While sed/awk/grep-ing the cablegate files, I stumbled upon a cable that mentioned Kofi Annan asking Robert Mugabe to step down in exchange for a handsome retirement plan during the Millennium summit. Being an ignorant bloke, I could hardly recall what the Millennium summit was about, had no clue if Mugabe was still in office, and if Kofi Annan has made a comment on this! Without the right background and context I could not appreciate the data to the full extent. Below is the #MozNewsLab final project idea pitch in the lights of the three speakets this week: Chris Heilmann, John Resig and Jesse James Garrett
“What is this thing for? What does it do? How is it supposed to fit into people’s lives?”, @Jesse James Garrett:
Journalists get amazing amount of digital data everyday which are in the form of numbers in tables. With some spreadsheet skills or help from newsroom programmers, they produce incredible revelations of the reality that hides behind those numbers. However, when the data comes in the form of unstructured text files written in natural language – there isn’t much algorithmic help available, other than full text searches with a list of guess words. Using cutting edge information retrieval technique, Reveal would aim to build a framework that automatically annotates names, places, locations, dates etc. in the unstructured text files.
“Adopting Open Source, Open standards“, @Chris Heilmann:
Being baptized by St. IGNUcius, the idea of Free as in Freedom runs through the core of the technology stack of Reveal. Standard LAMP stack for server side, UI powered by HTML5, CSS3 and jQuery plugins and a number of open source libraries for doing the information extraction – long post describing the information retrieval technology coming soon. (Mind map above).
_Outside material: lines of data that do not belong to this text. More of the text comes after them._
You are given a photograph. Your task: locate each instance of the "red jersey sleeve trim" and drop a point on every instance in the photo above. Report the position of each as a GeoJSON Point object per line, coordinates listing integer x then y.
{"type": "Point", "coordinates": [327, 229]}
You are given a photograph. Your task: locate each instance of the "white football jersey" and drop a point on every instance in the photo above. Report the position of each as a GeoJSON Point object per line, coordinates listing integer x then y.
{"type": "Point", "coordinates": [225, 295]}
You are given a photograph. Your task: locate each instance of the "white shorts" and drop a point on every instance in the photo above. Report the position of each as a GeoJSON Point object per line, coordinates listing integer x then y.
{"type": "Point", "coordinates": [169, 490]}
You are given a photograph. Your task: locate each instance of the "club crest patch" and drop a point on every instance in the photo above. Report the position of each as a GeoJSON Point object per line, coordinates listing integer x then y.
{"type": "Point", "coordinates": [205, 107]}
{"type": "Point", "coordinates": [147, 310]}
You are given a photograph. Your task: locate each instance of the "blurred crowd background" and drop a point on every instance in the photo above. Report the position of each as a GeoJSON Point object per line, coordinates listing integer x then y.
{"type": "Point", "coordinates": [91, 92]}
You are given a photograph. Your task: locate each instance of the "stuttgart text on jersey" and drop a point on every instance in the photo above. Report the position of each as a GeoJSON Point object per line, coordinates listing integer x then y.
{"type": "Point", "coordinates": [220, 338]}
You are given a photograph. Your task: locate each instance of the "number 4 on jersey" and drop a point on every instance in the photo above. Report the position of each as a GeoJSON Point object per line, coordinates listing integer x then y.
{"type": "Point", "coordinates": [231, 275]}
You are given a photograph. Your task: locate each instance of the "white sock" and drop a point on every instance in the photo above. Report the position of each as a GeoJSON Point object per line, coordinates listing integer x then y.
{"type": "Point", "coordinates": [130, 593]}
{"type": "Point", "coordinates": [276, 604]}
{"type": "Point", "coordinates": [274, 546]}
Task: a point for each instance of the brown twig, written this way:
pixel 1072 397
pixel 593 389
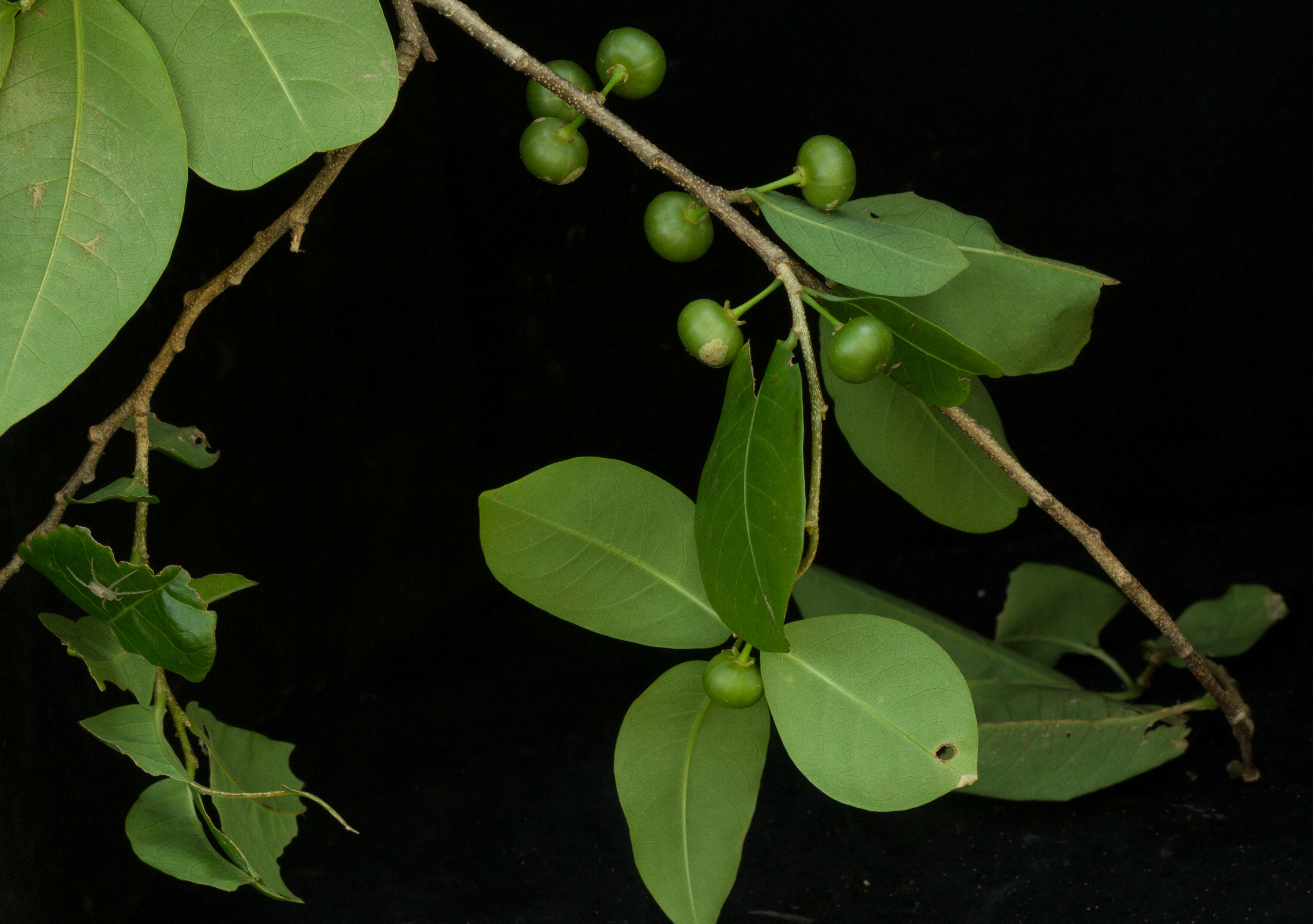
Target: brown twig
pixel 411 44
pixel 1236 712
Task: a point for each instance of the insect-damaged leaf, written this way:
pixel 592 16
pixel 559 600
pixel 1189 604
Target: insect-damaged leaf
pixel 157 616
pixel 752 500
pixel 872 712
pixel 687 772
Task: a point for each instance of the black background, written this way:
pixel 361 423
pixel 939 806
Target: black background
pixel 456 325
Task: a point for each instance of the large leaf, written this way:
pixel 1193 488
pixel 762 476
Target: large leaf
pixel 922 456
pixel 854 249
pixel 95 642
pixel 752 500
pixel 93 179
pixel 1051 611
pixel 823 592
pixel 872 712
pixel 157 616
pixel 604 545
pixel 263 84
pixel 1029 314
pixel 1046 743
pixel 687 772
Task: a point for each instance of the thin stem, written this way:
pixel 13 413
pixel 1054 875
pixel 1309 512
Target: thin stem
pixel 1239 717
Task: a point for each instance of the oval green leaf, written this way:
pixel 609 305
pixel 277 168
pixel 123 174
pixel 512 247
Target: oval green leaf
pixel 93 175
pixel 687 772
pixel 263 84
pixel 872 712
pixel 604 545
pixel 752 500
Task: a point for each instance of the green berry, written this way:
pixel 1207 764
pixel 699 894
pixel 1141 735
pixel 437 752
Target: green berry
pixel 732 684
pixel 549 157
pixel 545 104
pixel 674 231
pixel 710 332
pixel 829 173
pixel 860 350
pixel 640 54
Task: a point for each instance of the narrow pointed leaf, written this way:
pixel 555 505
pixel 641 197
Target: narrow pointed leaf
pixel 687 772
pixel 823 592
pixel 752 500
pixel 1026 313
pixel 157 616
pixel 917 452
pixel 872 712
pixel 854 249
pixel 1051 611
pixel 93 178
pixel 604 545
pixel 263 84
pixel 1046 743
pixel 95 644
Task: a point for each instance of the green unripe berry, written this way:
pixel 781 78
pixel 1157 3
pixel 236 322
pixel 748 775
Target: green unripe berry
pixel 829 171
pixel 732 684
pixel 640 54
pixel 860 350
pixel 674 231
pixel 549 157
pixel 710 332
pixel 545 104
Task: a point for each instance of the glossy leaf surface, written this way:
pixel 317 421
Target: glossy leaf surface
pixel 93 179
pixel 752 500
pixel 95 644
pixel 1052 611
pixel 872 712
pixel 917 452
pixel 1026 313
pixel 604 545
pixel 263 84
pixel 851 247
pixel 687 772
pixel 157 616
pixel 823 592
pixel 1046 743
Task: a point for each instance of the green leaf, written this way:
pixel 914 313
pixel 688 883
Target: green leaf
pixel 157 616
pixel 872 712
pixel 167 835
pixel 917 452
pixel 183 444
pixel 121 489
pixel 246 762
pixel 1046 743
pixel 823 592
pixel 216 587
pixel 1051 611
pixel 94 175
pixel 604 545
pixel 1029 314
pixel 851 247
pixel 95 642
pixel 263 84
pixel 752 500
pixel 1231 624
pixel 687 772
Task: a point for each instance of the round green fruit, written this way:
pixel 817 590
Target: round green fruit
pixel 710 332
pixel 860 350
pixel 829 173
pixel 549 157
pixel 732 684
pixel 640 54
pixel 671 229
pixel 545 104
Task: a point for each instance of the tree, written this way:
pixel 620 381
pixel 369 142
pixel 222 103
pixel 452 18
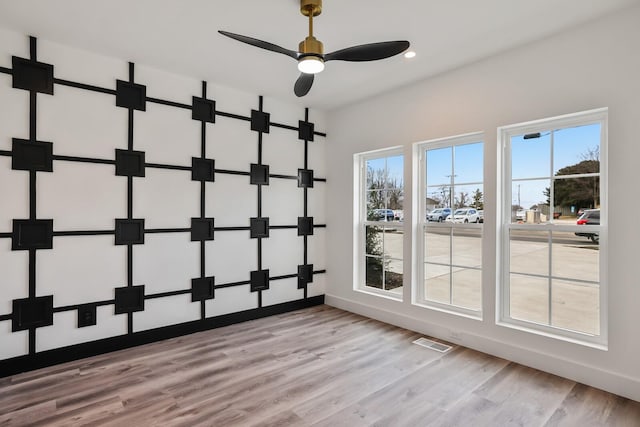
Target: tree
pixel 580 192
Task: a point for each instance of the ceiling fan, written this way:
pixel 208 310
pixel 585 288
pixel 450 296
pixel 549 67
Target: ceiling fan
pixel 311 56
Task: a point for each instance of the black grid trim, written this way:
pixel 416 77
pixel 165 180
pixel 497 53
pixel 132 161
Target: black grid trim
pixel 32 75
pixel 32 156
pixel 29 313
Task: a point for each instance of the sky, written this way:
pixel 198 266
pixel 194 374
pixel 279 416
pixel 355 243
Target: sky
pixel 531 163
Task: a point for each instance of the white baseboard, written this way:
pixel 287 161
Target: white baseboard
pixel 595 377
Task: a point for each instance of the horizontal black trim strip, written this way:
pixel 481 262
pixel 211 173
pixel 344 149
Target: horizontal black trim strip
pixel 232 284
pixel 283 176
pixel 230 172
pixel 84 86
pixel 286 276
pixel 83 159
pixel 42 359
pixel 77 306
pixel 167 294
pixel 83 233
pixel 279 125
pixel 231 228
pixel 233 116
pixel 161 166
pixel 167 230
pixel 169 103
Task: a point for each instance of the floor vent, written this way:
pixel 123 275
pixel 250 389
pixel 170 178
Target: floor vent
pixel 423 342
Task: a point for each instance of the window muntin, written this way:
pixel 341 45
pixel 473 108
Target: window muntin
pixel 380 216
pixel 552 279
pixel 451 177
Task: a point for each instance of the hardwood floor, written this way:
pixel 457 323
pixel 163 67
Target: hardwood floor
pixel 319 366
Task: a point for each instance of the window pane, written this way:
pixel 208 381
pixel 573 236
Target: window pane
pixel 439 166
pixel 530 201
pixel 437 281
pixel 467 247
pixel 531 158
pixel 576 306
pixel 529 298
pixel 575 148
pixel 574 257
pixel 573 194
pixel 373 241
pixel 373 269
pixel 393 274
pixel 468 163
pixel 437 246
pixel 529 252
pixel 467 288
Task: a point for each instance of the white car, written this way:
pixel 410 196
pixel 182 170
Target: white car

Using the detected names, locations, dates etc., Reveal will try to aggregate additional information in the form of images, maps, news articles, videos, wikipedia pages, visualizations etc. via open API-s and use them as navigational elements to browse the data. Juxtaposed to the document under scrutiny, these will provide the right context to gauge the sensitivity of the information.
“User to Contributor”, @John Resig:
Additionally, by showing a relative score of “How much does the world know?”, calculated on the basis of the aggregated information published before the documents surfaced, we can excite the newsreaders to share the information across their own social network. Add some game mechanics by quantifying that “sharing”, and we bust the filter bubble of ignorant blokes and turn them into responsible citizens who’ll raise voices against wrong doings of totalitarian regimes, evil corporations or other bad asses. This will lead to creation of more content and will act as a feedback loop to the background and context aggregation step before.
Now, a similar project by the uber journalist-programmer Jonathan Stray of the AP has won this year’s Knight Mozilla news challenge. His approach, Overview, solely focuses on clustering documents based on cosine similarity of their tf-idf scores. Using sexy visualization, it pulls out key terms specific to the corpus under study. The night when the results of Knight Mozilla challenge was announced – in an euphoric outburst I sent him an embarrassingly long late night email ranting the above. Obviously, I never heard back but he will be releasing his code soon and I am super excited to fork it for visualizations in Reveal.